Step 1: Understanding the Concept:
A pipe closed at one end produces only odd harmonics.
The fundamental mode corresponds to the first harmonic. The overtones refer to the higher resonant frequencies.
Step 2: Key Formula or Approach:
Harmonics for closed pipe: $f_n = n f_0$, where $n = 1, 3, 5, 7, \dots$
$f_0$ is fundamental frequency ($1^{\text{st}}$ harmonic).
First overtone = $3^{\text{rd}}$ harmonic = $3f_0$.
Second overtone = $5^{\text{th}}$ harmonic = $5f_0$.
Third overtone = $7^{\text{th}}$ harmonic = $7f_0$.

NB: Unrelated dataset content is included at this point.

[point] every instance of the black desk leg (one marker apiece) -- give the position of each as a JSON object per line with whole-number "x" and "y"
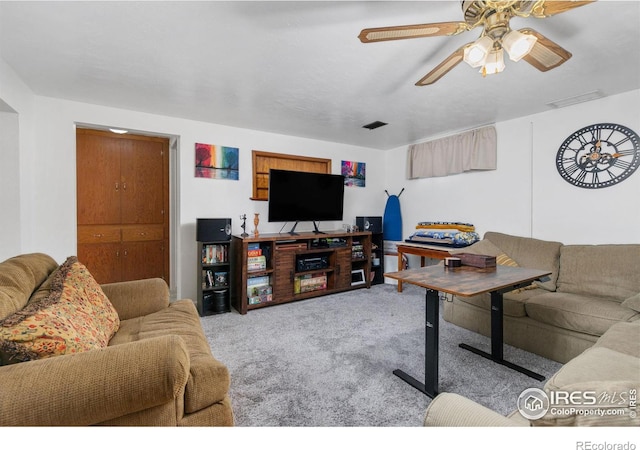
{"x": 497, "y": 340}
{"x": 430, "y": 386}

Step 3: Detailed Explanation:
The sum of the frequencies of the first three overtones is given as 3930 Hz.
Set up the equation:
\[ 3f_0 + 5f_0 + 7f_0 = 3930 \]
Add the coefficients:
\[ 15f_0 = 3930 \]
Solve for $f_0$:
\[ f_0 = \frac{3930}{15} \]
Performing the division:
\[ f_0 = 262 \text{ Hz} \]
Step 4: Final Answer:
The fundamental frequency is 262 Hz.